A number of sectors have contributed to growth this year in the Yorkshire and Humber region. Professional and administrative services, logistics, construction and real estate, financial services and manufacturing have all grown faster than the UK average outside of London.
The region, however, continues to fall behind London and the South East, which are set to be the fastest growing regions with 3.2% and 2.9% growth respectively this year.
Looking ahead, all regions are expected to face a challenging few years, with reductions in growth rates expected across the UK. The Yorkshire and Humber region is expected to achieve 1.3% growth between 2016 and 2019, slightly below the national average of 1.5%.
Stuart Watson, Yorkshire and Humber senior partner at EY, commented: “Although this report highlights growth in the Yorkshire and Humber region, it also highlights the limited progress made on economic rebalancing and, in a slower growing economy, closing the gap between North and South will become even harder.
“Devolution is a clear step in the right direction but enabling the regions alone will not be enough.
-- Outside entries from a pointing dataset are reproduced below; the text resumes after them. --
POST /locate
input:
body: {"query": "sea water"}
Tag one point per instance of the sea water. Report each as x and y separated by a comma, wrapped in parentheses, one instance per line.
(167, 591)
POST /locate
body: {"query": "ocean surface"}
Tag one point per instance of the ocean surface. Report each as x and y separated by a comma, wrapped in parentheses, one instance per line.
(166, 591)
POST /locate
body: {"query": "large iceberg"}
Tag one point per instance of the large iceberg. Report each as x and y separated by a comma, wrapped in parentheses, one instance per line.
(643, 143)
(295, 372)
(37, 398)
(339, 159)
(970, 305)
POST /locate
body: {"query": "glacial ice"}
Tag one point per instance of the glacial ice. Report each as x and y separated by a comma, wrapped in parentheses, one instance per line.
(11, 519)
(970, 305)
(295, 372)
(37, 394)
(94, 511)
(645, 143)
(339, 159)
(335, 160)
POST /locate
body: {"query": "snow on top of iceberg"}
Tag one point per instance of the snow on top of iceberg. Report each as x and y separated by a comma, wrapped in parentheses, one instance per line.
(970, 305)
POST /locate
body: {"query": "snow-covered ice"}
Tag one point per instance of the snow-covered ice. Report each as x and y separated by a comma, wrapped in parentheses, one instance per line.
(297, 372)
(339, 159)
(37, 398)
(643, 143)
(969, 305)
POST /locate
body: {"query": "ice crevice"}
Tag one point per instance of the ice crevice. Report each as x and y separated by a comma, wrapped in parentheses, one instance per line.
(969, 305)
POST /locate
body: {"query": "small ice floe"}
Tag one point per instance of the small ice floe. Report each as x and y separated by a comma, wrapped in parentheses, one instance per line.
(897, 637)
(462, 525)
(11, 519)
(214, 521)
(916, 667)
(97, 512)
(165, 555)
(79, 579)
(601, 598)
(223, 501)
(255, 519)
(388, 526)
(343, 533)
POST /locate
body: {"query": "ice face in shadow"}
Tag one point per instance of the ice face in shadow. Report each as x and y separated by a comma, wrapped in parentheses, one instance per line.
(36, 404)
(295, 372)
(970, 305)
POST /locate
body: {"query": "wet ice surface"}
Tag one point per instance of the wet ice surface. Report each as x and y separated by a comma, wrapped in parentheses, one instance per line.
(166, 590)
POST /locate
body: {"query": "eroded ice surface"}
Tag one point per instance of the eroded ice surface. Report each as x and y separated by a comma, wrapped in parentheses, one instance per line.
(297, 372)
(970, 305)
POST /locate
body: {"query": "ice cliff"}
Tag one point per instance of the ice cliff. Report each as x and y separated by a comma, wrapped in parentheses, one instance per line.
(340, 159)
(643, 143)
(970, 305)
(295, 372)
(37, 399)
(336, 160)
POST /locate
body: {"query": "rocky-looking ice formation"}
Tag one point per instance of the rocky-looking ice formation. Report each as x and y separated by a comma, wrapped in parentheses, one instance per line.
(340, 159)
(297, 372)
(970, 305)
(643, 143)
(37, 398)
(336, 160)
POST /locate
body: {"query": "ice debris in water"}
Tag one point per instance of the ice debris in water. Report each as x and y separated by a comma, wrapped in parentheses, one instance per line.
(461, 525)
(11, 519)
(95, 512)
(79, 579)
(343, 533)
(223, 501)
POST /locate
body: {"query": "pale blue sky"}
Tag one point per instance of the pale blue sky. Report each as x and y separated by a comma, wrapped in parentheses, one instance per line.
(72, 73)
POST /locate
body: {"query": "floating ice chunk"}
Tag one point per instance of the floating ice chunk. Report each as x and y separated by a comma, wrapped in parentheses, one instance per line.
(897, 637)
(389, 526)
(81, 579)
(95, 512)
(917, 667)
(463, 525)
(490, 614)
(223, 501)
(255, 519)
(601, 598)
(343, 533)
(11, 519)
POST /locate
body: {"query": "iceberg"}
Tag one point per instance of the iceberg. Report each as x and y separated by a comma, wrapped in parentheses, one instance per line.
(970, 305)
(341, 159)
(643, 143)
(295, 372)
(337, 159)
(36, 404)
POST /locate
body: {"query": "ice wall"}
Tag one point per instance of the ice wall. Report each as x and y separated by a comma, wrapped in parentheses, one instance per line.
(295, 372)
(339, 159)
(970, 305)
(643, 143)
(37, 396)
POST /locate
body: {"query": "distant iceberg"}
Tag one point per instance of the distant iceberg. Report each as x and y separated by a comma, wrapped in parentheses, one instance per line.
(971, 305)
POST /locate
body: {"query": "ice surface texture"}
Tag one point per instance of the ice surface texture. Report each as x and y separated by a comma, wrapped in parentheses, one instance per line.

National policy must be designed to complement regional policy through targeted initiatives to support trade, deliver infrastructure, invest in skills and support growth in key sectors.”
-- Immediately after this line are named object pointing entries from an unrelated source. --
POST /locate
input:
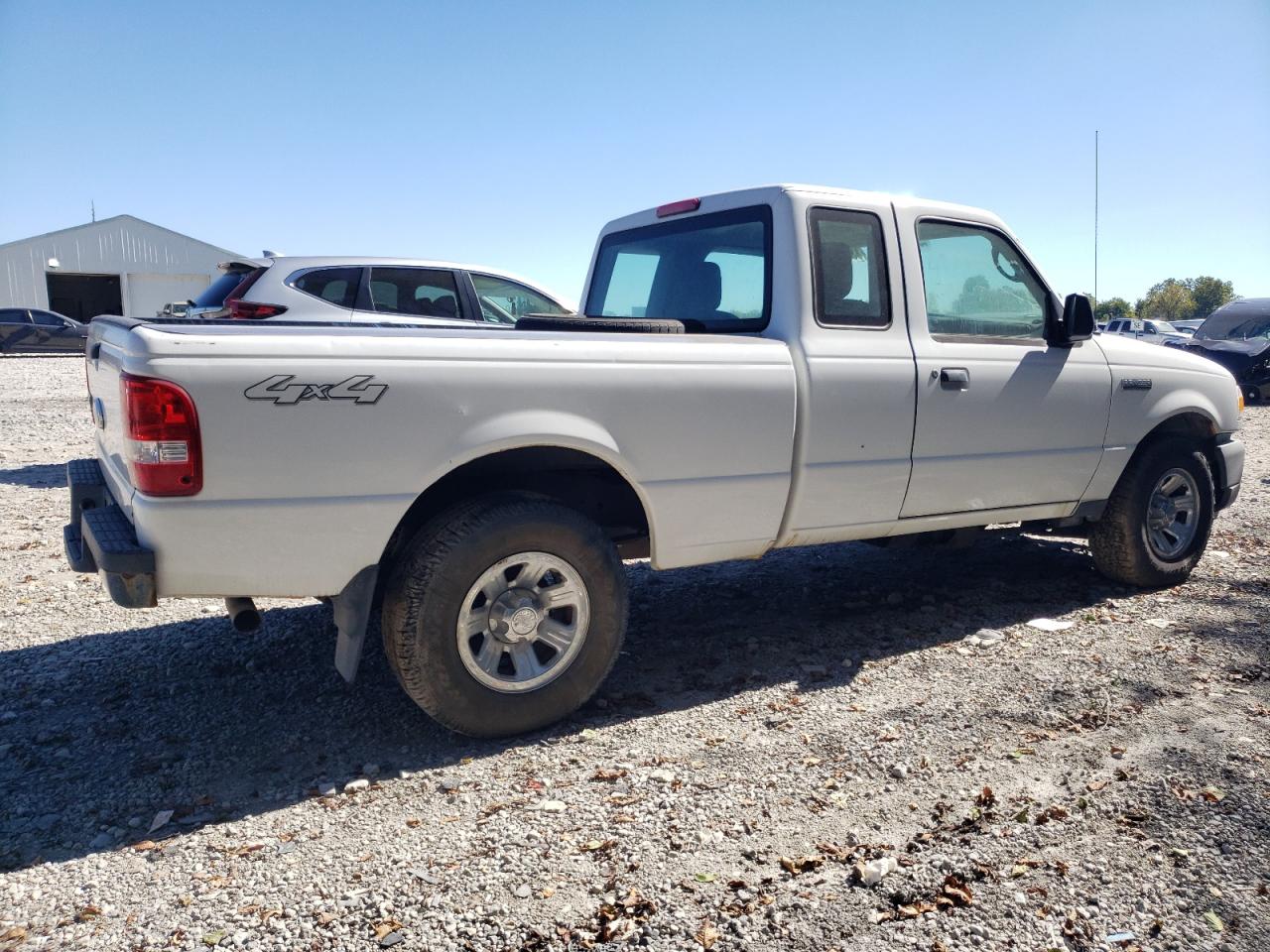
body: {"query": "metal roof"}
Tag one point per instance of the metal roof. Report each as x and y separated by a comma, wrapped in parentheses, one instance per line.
(116, 218)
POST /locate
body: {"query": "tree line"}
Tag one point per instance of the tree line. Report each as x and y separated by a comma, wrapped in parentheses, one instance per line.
(1171, 299)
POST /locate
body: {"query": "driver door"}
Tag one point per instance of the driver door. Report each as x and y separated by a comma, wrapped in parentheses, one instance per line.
(1003, 420)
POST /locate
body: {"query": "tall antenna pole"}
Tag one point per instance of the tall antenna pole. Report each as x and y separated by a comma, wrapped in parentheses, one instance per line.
(1095, 216)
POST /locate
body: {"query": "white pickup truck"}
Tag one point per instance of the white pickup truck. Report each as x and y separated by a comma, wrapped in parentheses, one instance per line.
(754, 370)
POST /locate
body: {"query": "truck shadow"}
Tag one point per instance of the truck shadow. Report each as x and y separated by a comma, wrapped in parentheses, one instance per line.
(100, 733)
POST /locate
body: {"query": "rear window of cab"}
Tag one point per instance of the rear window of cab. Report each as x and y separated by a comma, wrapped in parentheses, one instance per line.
(711, 272)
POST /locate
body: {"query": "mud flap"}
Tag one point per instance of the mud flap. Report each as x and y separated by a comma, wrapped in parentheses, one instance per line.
(352, 608)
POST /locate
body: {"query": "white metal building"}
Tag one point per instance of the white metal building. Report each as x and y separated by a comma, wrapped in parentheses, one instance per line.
(116, 266)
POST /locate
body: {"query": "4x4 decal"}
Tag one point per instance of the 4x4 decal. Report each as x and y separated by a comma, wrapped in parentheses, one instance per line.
(281, 390)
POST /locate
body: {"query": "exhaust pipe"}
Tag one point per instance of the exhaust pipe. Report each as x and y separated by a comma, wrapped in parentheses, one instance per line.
(244, 615)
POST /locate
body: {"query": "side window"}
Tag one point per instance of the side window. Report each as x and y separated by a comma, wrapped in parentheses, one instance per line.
(504, 301)
(848, 270)
(978, 285)
(336, 286)
(420, 293)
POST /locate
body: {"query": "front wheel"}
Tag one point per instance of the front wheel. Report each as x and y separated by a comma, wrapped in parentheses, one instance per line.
(1159, 518)
(504, 613)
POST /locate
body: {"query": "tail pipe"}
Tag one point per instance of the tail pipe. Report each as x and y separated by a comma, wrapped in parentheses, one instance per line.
(244, 616)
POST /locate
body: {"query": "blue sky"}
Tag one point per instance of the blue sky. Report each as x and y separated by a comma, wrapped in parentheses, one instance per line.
(508, 134)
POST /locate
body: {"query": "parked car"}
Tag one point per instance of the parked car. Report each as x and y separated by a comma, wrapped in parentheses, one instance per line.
(33, 331)
(371, 291)
(754, 370)
(1237, 335)
(1147, 330)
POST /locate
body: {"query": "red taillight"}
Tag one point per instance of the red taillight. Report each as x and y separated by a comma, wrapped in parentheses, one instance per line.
(249, 309)
(163, 445)
(688, 204)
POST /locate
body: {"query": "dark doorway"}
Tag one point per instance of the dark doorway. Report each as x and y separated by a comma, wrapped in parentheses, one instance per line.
(84, 296)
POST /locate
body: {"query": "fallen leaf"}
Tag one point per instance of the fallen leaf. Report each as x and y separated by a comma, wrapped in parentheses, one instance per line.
(707, 934)
(1049, 625)
(953, 892)
(799, 865)
(384, 928)
(602, 775)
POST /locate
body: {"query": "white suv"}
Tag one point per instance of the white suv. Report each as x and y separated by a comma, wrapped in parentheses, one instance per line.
(371, 291)
(1151, 331)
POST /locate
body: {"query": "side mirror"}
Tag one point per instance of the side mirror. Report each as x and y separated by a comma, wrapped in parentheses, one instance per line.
(1075, 324)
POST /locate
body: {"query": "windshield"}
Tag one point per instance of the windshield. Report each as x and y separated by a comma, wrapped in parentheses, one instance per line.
(711, 272)
(1236, 324)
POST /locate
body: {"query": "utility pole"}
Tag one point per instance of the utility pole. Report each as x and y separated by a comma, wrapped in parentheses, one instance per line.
(1095, 216)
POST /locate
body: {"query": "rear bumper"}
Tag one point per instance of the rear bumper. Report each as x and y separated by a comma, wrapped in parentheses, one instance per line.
(1229, 471)
(99, 538)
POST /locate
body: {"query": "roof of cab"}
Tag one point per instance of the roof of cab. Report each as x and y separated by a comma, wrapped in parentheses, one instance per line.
(770, 193)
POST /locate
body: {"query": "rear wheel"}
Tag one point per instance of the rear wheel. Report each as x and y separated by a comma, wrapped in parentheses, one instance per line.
(504, 615)
(1157, 522)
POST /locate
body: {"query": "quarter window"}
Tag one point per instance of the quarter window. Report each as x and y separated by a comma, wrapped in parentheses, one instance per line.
(420, 293)
(336, 286)
(712, 272)
(848, 270)
(504, 301)
(978, 285)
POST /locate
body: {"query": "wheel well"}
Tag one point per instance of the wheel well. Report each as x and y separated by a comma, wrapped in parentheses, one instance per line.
(1189, 425)
(570, 476)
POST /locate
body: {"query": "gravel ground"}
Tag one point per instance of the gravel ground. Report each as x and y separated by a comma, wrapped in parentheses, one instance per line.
(776, 738)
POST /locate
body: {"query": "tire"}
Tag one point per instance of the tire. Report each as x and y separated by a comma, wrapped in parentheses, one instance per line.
(1123, 540)
(429, 595)
(610, 325)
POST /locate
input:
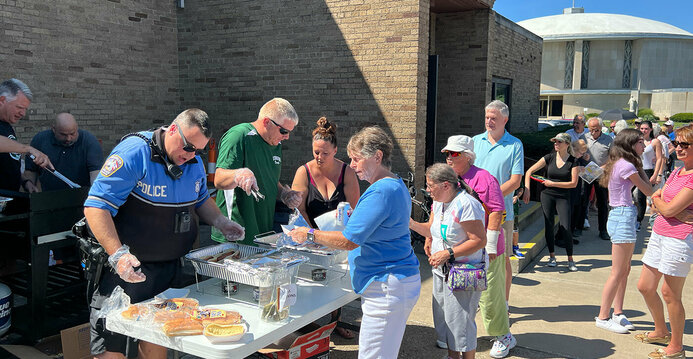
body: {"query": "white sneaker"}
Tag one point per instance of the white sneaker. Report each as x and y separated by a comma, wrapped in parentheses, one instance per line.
(623, 321)
(502, 345)
(610, 325)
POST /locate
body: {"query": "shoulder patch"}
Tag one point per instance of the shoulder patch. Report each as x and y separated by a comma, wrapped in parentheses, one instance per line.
(112, 164)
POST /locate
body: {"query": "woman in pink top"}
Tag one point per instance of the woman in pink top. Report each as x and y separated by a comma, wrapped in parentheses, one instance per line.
(621, 172)
(670, 253)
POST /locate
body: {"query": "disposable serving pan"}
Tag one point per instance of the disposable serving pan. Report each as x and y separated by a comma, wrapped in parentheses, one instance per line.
(221, 271)
(322, 258)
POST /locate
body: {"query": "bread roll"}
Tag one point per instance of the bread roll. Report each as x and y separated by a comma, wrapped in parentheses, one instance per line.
(178, 327)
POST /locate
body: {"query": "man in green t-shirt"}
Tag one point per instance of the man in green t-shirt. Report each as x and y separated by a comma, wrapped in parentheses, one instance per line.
(250, 157)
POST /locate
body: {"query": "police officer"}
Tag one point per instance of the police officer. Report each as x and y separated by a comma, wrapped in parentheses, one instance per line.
(143, 209)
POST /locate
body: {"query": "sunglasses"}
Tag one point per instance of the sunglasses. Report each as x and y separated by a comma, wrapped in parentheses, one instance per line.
(186, 146)
(282, 130)
(684, 145)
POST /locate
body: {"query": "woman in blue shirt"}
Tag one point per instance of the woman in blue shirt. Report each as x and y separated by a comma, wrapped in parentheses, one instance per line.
(384, 269)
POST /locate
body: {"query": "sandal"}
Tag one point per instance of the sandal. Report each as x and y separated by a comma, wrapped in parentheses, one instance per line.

Mark Gregory, chief economist at EY, added: “The Yorkshire and Humber region is doing relatively well in terms of its current and expected economic performance over the next three years, but our forecast shows that none of the UK’s region’s or cities will be immune to slower economic growth as the UK economy faces a number of challenges in the short to medium-term.
“Uncertainty surrounding Brexit is only one of a number of factors that are at play. The combination of low inflation and rising employment and average earnings that made 2015 a bumper year for consumer spending is also fading fast.
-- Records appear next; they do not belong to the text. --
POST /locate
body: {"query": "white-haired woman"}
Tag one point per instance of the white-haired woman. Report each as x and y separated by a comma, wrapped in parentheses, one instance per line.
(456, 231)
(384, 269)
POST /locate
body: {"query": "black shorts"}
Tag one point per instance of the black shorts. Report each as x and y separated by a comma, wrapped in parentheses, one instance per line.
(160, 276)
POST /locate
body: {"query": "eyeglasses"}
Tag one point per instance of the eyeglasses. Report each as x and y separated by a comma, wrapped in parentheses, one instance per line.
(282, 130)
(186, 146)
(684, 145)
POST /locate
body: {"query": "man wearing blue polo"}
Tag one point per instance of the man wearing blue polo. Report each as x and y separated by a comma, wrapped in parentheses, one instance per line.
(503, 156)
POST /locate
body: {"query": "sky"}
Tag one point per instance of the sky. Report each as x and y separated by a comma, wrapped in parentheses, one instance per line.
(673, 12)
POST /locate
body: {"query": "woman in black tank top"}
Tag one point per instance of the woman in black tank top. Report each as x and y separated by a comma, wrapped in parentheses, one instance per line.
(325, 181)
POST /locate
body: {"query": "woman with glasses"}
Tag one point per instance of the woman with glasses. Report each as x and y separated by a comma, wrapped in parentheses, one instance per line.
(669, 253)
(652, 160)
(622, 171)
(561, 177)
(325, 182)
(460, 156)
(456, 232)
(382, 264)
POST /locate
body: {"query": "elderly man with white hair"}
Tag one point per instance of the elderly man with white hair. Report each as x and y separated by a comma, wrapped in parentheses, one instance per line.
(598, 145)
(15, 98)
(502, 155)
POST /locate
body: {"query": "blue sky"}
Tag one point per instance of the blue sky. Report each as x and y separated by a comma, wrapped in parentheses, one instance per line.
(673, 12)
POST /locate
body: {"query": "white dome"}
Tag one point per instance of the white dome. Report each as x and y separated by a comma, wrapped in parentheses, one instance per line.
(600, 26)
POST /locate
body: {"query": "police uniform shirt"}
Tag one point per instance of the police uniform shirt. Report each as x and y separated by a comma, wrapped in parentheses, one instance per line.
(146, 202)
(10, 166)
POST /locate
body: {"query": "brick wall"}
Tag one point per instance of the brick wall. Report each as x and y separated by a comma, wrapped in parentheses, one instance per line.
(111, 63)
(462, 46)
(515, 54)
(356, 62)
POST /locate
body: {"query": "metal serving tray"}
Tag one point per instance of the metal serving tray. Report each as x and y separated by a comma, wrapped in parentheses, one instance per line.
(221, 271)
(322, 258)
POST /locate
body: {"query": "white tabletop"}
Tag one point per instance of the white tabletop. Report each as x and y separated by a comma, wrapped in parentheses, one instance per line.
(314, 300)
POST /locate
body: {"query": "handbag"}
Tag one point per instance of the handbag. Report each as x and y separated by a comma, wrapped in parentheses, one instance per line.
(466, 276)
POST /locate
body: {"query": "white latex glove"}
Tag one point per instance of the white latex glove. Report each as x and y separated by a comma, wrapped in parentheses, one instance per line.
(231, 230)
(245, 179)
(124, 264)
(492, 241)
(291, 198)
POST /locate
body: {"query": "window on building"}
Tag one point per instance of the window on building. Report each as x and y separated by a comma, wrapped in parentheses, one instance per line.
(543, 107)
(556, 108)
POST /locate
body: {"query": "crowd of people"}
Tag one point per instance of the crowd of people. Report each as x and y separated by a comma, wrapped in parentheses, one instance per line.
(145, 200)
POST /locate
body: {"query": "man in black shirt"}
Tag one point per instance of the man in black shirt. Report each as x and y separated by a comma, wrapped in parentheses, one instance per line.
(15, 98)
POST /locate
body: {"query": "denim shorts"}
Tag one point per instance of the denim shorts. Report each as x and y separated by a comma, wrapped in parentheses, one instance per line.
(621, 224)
“Next year is set to be much tougher for consumers, with higher inflation, subdued average earnings growth and welfare reforms such as the cap on benefit cap entitlements, leading to slower income growth.”
Employment levels in Yorkshire & Humber are expected to have increased by 1.7% by the end of 2016, surpassing the UK average of 1.1%. Leeds is the leading city for employment growth in the region, with 25% of growth, equating to 12,000 new jobs, expected to be created this year.
Looking ahead to the 2016-19 period, GVA growth in Leeds is expected to average 1.7% annually, outpacing both the Yorkshire and Humber region (1.3%) and the UK average (1.5%).
Leeds is expected to achieve jobs growth of 0.3% per year between 2016 and 2019, bucking the disappointing wider regional forecast of falling employment. Losses from public administration and manufacturing are likely to be offset, in employment terms, by strong outturns in the professional services and administration and support sectors.